Coral laughed a little.
He and Phil Atken were most definitely not friends. Their stated goals were similar. Their means were not.
But… at least they weren’t enemies.
Yet.
“FLAMBO, I want you to understand something about me. I’m not a veteran who demands respect or fear out of everyone I meet. I won’t ask you to pay your dues to me. I don’t even blame you for throwing your lot in with Atken and his Adhesive Emporium, because who else would you have joined up with that promised what you wanted?”
Coral rubbed the side of his face with his palm, looking at the camera with a blasé expression.
“But I imagine you don’t believe any of that, since wrestling doesn’t exactly produce a lot of idealists.”
He offered a smile.
“In a way, you’re actually really lucky. Not everyone gets to the big leagues as quickly as you have, and as good as you are. I know guys every bit as talented as you are, and they’ve never made it like you have. You’ve even notched some big wins. Little wonder why Philly A. took such an interest in you. I certainly had my eye on you, too.”
His smile wore away, disappearing as his gaze to the camera turned to steel.

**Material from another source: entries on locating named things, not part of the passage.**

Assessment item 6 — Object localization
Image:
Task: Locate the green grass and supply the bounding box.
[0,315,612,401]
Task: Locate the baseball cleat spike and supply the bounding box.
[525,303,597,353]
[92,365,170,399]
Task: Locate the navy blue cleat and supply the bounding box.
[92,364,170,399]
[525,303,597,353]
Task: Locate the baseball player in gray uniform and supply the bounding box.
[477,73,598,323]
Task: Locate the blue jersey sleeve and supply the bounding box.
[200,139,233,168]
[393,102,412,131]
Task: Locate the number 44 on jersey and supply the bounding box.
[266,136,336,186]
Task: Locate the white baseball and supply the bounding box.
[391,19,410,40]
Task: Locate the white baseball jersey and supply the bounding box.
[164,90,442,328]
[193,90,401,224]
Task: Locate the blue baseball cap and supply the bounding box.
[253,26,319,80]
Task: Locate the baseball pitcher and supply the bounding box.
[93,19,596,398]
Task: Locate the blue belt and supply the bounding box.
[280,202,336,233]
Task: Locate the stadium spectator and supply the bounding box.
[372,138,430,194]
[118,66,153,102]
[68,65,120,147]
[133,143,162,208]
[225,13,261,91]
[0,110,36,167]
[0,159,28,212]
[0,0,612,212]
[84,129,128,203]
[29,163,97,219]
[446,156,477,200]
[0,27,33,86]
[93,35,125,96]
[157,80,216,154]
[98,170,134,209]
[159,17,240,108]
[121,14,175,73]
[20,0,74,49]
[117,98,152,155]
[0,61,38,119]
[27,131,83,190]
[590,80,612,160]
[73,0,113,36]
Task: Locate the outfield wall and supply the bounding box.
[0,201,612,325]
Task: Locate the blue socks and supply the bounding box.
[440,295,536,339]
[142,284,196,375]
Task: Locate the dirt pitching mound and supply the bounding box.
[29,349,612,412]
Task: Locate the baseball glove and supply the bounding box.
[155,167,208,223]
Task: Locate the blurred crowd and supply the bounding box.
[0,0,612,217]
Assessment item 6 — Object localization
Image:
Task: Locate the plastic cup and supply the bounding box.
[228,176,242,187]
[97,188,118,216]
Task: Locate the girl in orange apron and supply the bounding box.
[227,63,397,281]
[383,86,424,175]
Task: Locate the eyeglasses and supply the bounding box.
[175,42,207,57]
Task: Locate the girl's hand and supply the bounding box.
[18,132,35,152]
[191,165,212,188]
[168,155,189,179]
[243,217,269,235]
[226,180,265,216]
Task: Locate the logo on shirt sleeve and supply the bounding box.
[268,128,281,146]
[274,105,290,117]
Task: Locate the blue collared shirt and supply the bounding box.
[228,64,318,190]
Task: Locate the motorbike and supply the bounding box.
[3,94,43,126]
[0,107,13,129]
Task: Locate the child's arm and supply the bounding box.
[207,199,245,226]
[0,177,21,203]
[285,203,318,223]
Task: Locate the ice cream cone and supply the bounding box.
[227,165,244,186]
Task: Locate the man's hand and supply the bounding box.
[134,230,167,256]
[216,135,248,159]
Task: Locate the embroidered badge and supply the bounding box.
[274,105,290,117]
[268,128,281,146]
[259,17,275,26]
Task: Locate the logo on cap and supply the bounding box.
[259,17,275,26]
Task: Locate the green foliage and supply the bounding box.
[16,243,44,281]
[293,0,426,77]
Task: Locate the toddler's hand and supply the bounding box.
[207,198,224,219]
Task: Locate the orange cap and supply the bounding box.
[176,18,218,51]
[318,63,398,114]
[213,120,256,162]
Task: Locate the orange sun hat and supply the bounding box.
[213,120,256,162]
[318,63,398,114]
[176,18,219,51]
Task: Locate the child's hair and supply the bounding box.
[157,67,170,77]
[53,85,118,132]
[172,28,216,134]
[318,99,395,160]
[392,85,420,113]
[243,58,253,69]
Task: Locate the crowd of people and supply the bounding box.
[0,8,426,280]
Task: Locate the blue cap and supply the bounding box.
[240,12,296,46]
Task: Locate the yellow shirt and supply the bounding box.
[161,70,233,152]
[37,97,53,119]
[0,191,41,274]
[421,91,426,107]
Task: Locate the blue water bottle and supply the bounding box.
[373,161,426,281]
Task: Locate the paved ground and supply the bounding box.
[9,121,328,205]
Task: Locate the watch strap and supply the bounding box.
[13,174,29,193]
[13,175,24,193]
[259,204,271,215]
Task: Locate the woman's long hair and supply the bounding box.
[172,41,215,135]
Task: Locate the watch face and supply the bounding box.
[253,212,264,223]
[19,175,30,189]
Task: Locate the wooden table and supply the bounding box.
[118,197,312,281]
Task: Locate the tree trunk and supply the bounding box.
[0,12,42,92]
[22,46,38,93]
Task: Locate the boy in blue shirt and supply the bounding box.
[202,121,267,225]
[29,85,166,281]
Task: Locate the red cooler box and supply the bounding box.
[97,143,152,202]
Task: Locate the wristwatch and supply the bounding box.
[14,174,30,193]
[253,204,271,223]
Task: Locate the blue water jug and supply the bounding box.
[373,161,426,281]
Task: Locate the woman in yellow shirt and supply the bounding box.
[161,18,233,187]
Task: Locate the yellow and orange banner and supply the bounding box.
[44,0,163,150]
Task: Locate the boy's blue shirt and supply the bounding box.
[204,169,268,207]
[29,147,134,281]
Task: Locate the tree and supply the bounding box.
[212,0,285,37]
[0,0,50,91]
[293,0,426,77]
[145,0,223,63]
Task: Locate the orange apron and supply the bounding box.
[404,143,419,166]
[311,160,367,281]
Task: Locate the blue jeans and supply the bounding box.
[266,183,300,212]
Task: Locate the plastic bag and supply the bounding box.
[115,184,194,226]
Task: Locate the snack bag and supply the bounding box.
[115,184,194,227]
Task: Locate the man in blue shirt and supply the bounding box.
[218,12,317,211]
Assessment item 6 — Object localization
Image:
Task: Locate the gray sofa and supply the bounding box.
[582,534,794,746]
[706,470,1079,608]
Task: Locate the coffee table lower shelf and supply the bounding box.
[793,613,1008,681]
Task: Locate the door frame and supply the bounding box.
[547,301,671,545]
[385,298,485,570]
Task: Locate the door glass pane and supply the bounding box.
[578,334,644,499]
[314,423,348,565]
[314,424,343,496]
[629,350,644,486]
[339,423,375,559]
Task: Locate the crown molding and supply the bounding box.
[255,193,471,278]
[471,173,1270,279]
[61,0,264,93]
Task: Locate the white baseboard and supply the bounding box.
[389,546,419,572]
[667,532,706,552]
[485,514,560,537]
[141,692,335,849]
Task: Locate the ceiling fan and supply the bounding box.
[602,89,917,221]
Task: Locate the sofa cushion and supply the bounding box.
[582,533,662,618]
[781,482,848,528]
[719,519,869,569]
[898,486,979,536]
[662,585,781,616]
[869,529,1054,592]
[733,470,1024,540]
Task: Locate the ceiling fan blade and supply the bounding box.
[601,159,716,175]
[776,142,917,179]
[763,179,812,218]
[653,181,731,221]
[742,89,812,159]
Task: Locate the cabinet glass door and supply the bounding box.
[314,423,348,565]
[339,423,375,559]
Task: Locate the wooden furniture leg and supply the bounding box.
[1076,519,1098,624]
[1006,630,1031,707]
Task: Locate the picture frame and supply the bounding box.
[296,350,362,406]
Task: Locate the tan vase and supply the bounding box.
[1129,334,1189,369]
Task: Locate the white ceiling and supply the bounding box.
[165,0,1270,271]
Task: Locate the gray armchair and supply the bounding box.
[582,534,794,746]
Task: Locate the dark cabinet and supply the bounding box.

“But as you are now… you’re more like a dog barking at the moon, unaware that your fangs will never reach it. You’re a sword that still needs tempering. You still have much to learn. And I’m not talking about vague ‘dues’, like I’m some carny you’d find in a bingo hall. I’m talking about you and me in that ring, between a patient teacher and an unruly student. I know that you’re dangerous, FLAMBERGE. Dangereux, even. What you should understand is… I am, too.”
Coral winked.
“Bokuwa motto kikenna.”
He put his hand on the lens of the camera, and it cut to black again.